Seems somewhat perverse to do this in python, and never once mention list/generator comprehensions.
I get that this isn't a guide for using functional programming in python, but rather a guide for using functional programming in non-python languages, shown with examples in python. But practically, who's the audience for that?
I am. I know python quite well, but I did not understand functional programming before I read this article. Oh sure, I'd looked it up on wikipedia, and read a few blog posts, and perused a Haskell tutorial, but none of that made it click. Too many new concepts at once. Using python as the instructive language is great simply because many people know python, and for those who don't, the syntax is easy to follow.
This article was perfect for me. The "guide rope" paragraph instantly clarified and put into context all the other disjoint pieces of information that I had picked up.
I can now see how to apply these concepts in almost any language. Right away, I can see how to refactor my side-effect-riddled C++ to make it more suitable for unit tests.
I came across this piece after following a previous story on HN, and was very tempted to post it at the time, because it really helped me.
It really is an excellent introduction to FP, but:
> I know python quite well, but I did not understand functional programming before I read this article
Sounds like someone who would have benefitted from practical uses of FP in python, such as comprehensions.
...It's a really neat article, but I think it would have been considerably improved with asides for "And here's an even cleaner way to write this, if you're using python"
I do know list comprehensions, and I use them all the time (not trying to be defensive here, just providing context).
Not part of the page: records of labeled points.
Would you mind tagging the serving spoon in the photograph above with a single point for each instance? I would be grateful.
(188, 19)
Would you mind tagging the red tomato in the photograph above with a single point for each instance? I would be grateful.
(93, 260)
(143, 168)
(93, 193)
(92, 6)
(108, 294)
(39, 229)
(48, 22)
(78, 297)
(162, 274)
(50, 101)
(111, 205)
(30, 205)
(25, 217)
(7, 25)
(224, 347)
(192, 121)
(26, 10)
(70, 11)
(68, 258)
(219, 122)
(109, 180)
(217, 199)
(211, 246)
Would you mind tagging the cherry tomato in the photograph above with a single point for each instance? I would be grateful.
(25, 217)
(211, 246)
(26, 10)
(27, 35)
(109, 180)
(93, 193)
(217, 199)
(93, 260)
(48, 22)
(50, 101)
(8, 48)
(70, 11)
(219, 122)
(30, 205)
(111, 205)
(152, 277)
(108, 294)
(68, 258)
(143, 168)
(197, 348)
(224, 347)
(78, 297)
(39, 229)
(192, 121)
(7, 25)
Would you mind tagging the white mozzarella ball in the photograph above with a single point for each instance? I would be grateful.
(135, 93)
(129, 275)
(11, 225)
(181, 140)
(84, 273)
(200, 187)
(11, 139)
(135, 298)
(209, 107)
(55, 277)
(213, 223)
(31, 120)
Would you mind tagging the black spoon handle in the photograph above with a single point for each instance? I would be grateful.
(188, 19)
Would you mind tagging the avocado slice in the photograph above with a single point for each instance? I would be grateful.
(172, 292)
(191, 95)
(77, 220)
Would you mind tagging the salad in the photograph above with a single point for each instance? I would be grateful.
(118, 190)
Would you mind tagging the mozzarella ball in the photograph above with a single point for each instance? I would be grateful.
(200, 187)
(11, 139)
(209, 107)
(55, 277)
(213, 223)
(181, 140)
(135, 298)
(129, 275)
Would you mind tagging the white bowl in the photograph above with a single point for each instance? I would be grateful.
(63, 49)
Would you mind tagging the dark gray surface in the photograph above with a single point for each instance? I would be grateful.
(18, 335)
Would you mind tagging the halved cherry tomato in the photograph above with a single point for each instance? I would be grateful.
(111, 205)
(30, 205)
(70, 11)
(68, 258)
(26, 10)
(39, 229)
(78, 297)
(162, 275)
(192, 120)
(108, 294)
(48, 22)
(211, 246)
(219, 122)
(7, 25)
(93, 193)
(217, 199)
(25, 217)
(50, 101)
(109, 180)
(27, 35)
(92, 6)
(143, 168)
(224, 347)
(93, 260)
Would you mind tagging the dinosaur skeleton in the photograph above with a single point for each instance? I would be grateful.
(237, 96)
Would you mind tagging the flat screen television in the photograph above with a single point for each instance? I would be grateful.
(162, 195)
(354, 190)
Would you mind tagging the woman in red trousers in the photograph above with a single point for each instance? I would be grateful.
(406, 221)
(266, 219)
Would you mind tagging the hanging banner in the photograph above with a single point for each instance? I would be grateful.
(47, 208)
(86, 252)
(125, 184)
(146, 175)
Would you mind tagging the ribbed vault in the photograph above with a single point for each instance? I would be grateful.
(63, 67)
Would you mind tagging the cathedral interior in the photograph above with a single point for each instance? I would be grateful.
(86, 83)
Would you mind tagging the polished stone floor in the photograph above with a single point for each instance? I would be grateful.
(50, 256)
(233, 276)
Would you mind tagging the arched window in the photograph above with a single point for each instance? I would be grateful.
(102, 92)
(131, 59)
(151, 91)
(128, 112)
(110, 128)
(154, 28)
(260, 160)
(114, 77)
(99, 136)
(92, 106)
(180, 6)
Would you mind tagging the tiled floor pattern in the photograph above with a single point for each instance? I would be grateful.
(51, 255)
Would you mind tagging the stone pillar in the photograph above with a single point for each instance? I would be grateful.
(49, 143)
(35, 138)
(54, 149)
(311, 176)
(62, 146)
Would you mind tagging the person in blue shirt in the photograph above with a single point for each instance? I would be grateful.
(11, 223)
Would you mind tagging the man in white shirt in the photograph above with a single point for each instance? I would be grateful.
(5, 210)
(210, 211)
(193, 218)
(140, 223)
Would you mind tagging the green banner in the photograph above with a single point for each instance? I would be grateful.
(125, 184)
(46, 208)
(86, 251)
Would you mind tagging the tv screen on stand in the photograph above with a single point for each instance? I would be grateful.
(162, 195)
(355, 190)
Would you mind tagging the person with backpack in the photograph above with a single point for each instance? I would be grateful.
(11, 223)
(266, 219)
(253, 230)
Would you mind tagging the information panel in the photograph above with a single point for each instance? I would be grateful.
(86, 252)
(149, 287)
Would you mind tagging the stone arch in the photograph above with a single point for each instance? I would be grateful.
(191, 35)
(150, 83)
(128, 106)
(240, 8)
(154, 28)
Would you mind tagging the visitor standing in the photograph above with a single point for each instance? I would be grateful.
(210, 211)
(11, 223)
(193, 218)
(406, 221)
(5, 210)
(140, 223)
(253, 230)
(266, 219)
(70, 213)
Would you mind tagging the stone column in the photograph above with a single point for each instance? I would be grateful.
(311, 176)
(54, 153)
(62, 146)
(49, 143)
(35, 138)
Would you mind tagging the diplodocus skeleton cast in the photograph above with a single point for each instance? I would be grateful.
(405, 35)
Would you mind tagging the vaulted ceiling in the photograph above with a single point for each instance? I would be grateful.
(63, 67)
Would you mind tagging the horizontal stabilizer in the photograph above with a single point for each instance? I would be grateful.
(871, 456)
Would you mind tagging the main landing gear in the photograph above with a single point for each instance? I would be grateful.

I understand that they are just a different syntax for mapping -- applying a function to members of a list to produce a new list. However, while list comprehensions are clean and pythonic syntax, I think the "map" syntax more clearly illustrates the concept that the author is trying to teach.
Your suggestion for asides is certainly valid, and I agree would make it more useful for budding pythonistas. I just think that her focus was to introduce functional concepts, and python was simply an easy language to make the concepts concrete. I think that it's stretching the scope of the article, and therefore watering down its message, to put any additional focus on specific features of the python language.
I guess this is an example of my earlier point: I knew about map and reduce, and understood their power. However, it had not clicked for me before reading this article that they feature so prominently in functional programming because they work with functions that have no side effects.
I thought leaving out list comprehensions was an excellent idea - it is a construct that few programmers from other languages would understand, and would have caused parts of the article to turn into a python tutorial. As it is, the python is close enough to universal pseudo-code.
If I was going to claim it was perverse I would say it is a little perverse to teach FP concepts in a language that doesn't support tail call optimisation. Eventually someone who tries to apply this rigorously is going to get an unpleasant surprise in Python. But since it is more about explaining principles than language details I would give it a pass on that anyway.
Anybody that would benefit from re-using some of the lessons from functional programming such as side-effect free programming, splitting pure and stateful code and so on (though some of the examples could do this better than they do now it is a step in the right direction).
Python, PHP, Java, Ruby and C programmers could learn quite a bit from this.
It's a well-written and nice article, but just kinda weird in spots, saying that the code is more self-evident and readable, whereas I think it's sometimes making a language do something it only does with considerable strain.
Insofar as python is essentially pseudocode, I can get the appeal of writing non-pythonic python, but ... it strains it a bit to do this for such extensive use of lambda, the most awkward bit of syntax in python, one that almost always has more readable alternatives.
Any time I see a use for lambda (typically only with the functional builtins), I just write a function instead. Two extra lines are worth it for the readability alone. You can also reuse a function, which makes more sense to me than potentially writing the same lambda multiple times.
I do like that the author used Python, even if it was only for the purpose of pseudocode. Python is, after all, "executable pseudocode". It's also the only language I really know in-depth.
Interestingly, at least at the places I've worked at recently, that functional "style" or kernel of truth is being picked up by more and more PHP programmers. It's great, makes it far easier to test code.
I can see the value in not using Python's comprehensions because although they provide an easy way to write map and filter, there's no clean, consistent way of expressing fold (or reduce or whatever you want to call it) - at least, not without altering state, which flies in the face of what this tutorial is trying to teach. Since those are the big three, I can see the value of writing everything with lambdas in the tutorial just to keep things consistent.
That said, I agree that it would have been helpful to at least give a mention to list/generator comprehensions.
This would show that with proper language support FP could be much more pleasant. Who would want to try and apply ideas from this worderful article to, say, her everyday C++ coding? After seeing something like squares=[x*x for x in range(10)] she would write exactly WHAT in C++?
I get that this isn't a guide for using functional programming in python, but rather a guide for using functional programming in non-python languages, shown with examples in python. But practically, who's the audience for that?